One new language feature that only supports expressions and not statements is the Elvis Operator (or Null Conditional Operator, which we already looked back at) and another is the null coalescing operator. When it comes to validating code, these two features shine together.

public MyClass(string firstArg, string secondArg, Widget widget)
{
    if(firstArg is null)
    {
        throw new ArgumentNullException(nameof(firstArg));
    }
    if(secondArg is null)
    {
        throw new ArgumentNullException(nameof(secondArg));
    }
    if(widget is null)
    {
        throw new ArgumentNullException(nameof(widget));
    }

    _firstArg = firstArg;
    _secondArgLength = secondArg.Length;
    _widget = widget;
}

So verbose! wouldn't it be nice to collapse it together a bit? With throw expressions, we can.

public MyClass(string firstArg, string secondArg, Widget widget)
{
    _firstArg = firstArg ?? throw new ArgumentNullException(nameof(firstArg));
    _secondArg = secondArg?.Length ?? throw new ArgumentNullException(nameof(secondArg));
    _widget = widget ?? throw new ArgumentNullException(nameof(widget));
}

So much shorter and more concise. This saves typing time and reading the time. The magic is that the right-hand-side of the null coalescing operator has to take an expression that evaluates to the right type. Because throw is now an expression, it can do exactly that and satisfy the compilation.

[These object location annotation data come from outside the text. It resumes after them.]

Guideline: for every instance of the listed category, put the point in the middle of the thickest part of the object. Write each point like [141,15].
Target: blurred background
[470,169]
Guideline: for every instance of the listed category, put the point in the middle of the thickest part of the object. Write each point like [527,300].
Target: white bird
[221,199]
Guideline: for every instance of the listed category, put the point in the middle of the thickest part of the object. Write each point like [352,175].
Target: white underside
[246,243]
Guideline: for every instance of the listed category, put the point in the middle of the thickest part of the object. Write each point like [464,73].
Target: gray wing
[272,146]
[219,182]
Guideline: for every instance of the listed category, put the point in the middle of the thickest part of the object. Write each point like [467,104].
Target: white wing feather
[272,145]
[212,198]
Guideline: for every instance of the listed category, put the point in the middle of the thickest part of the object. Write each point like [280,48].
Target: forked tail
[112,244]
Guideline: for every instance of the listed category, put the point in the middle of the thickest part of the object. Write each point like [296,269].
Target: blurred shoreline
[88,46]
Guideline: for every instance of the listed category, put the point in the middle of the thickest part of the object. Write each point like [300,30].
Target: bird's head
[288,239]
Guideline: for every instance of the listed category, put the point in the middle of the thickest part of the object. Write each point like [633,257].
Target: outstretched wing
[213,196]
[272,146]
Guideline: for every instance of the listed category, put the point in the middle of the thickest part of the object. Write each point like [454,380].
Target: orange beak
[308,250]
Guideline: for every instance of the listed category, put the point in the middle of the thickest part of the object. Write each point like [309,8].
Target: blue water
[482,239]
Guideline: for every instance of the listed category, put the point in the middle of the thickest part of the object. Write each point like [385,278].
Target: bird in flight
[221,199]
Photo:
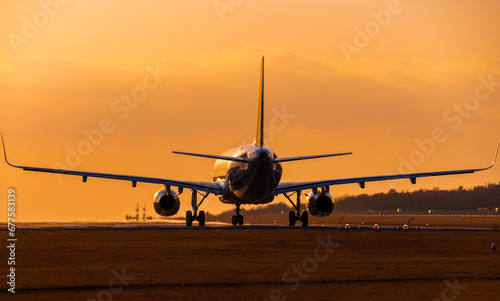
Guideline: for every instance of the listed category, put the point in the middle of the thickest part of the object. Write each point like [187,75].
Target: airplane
[249,174]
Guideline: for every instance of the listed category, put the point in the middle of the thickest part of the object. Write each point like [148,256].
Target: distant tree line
[487,196]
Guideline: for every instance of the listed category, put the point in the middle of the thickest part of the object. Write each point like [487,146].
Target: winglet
[496,155]
[259,136]
[4,152]
[494,160]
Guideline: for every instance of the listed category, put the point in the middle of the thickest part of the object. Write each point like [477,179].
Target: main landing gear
[238,218]
[200,217]
[295,216]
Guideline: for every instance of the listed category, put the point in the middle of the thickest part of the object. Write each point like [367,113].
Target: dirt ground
[249,263]
[471,221]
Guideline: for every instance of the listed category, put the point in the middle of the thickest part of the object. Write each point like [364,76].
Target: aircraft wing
[298,186]
[200,186]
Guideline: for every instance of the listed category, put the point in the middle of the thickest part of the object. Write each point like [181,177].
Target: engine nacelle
[166,202]
[320,204]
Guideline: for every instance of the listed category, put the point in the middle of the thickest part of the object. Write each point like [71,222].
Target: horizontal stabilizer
[278,160]
[228,158]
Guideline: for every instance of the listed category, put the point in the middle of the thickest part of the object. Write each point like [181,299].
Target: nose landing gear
[295,216]
[238,218]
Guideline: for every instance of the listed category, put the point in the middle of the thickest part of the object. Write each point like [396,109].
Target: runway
[180,226]
[168,261]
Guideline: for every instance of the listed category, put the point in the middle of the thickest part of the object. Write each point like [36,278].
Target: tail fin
[259,136]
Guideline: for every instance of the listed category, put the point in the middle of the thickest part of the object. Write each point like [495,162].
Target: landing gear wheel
[189,218]
[304,218]
[291,218]
[201,218]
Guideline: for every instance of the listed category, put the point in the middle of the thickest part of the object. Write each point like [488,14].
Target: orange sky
[417,67]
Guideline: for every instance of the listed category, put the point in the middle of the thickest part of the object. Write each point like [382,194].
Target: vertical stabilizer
[259,136]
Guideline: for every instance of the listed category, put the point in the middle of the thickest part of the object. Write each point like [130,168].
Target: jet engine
[166,202]
[320,202]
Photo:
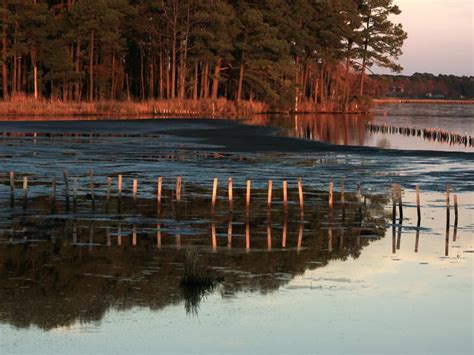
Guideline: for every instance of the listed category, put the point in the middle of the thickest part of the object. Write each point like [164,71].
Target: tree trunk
[215,79]
[241,81]
[91,67]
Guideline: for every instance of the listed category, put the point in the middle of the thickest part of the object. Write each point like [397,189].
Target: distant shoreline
[422,101]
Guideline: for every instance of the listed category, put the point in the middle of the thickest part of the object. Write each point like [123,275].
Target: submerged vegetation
[305,55]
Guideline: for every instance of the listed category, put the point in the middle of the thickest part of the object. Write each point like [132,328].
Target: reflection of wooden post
[300,236]
[229,234]
[394,203]
[269,236]
[400,203]
[214,237]
[179,182]
[119,235]
[159,191]
[158,236]
[247,199]
[247,236]
[418,208]
[25,192]
[74,193]
[134,235]
[284,232]
[230,193]
[214,194]
[270,191]
[331,189]
[12,189]
[455,210]
[66,189]
[135,190]
[53,193]
[91,177]
[300,193]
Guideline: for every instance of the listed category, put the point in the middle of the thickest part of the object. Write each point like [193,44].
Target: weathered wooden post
[135,190]
[300,193]
[179,182]
[270,192]
[66,189]
[91,187]
[418,208]
[159,190]
[53,194]
[214,194]
[331,191]
[12,189]
[247,198]
[230,193]
[25,192]
[74,193]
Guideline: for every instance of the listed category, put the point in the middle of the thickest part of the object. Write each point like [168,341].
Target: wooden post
[74,193]
[455,210]
[25,192]
[394,203]
[247,199]
[230,193]
[331,190]
[214,237]
[418,208]
[179,182]
[135,190]
[53,193]
[91,187]
[400,203]
[270,191]
[159,190]
[66,189]
[109,192]
[119,186]
[214,193]
[12,189]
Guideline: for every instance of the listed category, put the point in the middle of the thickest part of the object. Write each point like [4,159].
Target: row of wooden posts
[396,194]
[426,133]
[178,194]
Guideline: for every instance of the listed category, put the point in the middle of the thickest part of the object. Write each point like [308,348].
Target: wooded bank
[304,55]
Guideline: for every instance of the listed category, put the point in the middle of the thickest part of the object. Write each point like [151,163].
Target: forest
[299,54]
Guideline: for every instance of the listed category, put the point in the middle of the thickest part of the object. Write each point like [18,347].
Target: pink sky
[440,36]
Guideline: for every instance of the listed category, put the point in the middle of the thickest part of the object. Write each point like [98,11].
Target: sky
[440,36]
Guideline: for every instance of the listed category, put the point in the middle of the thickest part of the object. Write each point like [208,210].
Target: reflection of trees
[54,283]
[334,128]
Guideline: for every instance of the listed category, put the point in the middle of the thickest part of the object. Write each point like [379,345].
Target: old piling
[214,194]
[230,194]
[300,194]
[179,182]
[331,192]
[269,195]
[66,189]
[247,196]
[418,208]
[25,192]
[12,189]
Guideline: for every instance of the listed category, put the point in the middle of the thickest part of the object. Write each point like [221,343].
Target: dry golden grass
[28,106]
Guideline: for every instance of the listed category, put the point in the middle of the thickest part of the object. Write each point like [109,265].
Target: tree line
[423,85]
[282,52]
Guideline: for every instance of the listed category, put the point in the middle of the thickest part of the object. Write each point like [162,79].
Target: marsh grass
[22,105]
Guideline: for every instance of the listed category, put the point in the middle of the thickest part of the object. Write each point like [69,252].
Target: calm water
[346,280]
[351,130]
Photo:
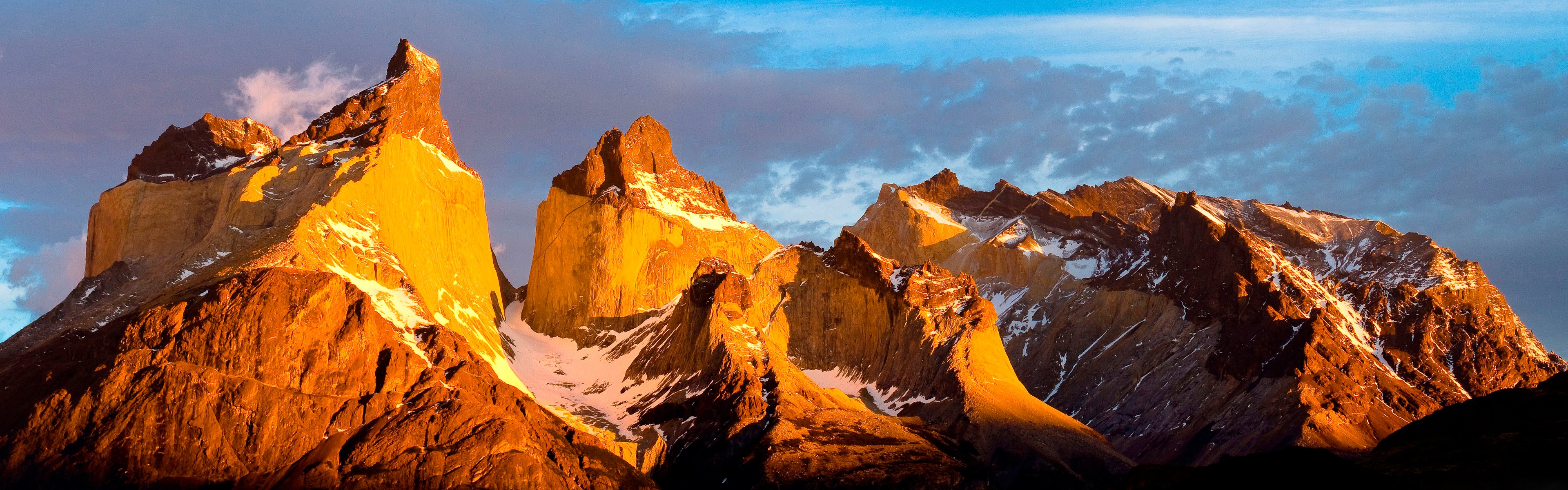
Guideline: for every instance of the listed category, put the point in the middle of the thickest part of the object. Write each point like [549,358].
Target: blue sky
[1448,118]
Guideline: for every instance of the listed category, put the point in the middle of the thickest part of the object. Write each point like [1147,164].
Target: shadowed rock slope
[1189,327]
[733,362]
[319,315]
[1510,439]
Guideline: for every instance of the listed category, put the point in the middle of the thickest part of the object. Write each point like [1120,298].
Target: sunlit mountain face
[904,245]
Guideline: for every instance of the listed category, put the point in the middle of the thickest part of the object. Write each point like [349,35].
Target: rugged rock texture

Also remember how we looked at Expression body members in C# 6 and more in c# 7? Well as the name suggests, the body is an expression. Now that we have throw expressions, the bodies can use them too!

public class Widget
{
    public Widget() => throw new ArgumentException("Requires arguments, none provided.");

    public ~Widget() => throw new NotSupportedException("What are you building that needs a destructor, anyway? (Just curious.)");

    public string MyValueProperty => throw new NotImplementedException();

    public decimal CalculateTheAnswer() => throw new NotImplementedException();

    private T[] _items = new T[100];
    public T this[int i]
    {
        get => _items?[i] ?? throw new Exception("Not initialised somehow.");
        set => throw new NotSupportedException("An interface made me do this.");
    }
}

There are other use-cases out there, expressions are used all over the place. But I will leave that as an exercise to the reader to discover along the way.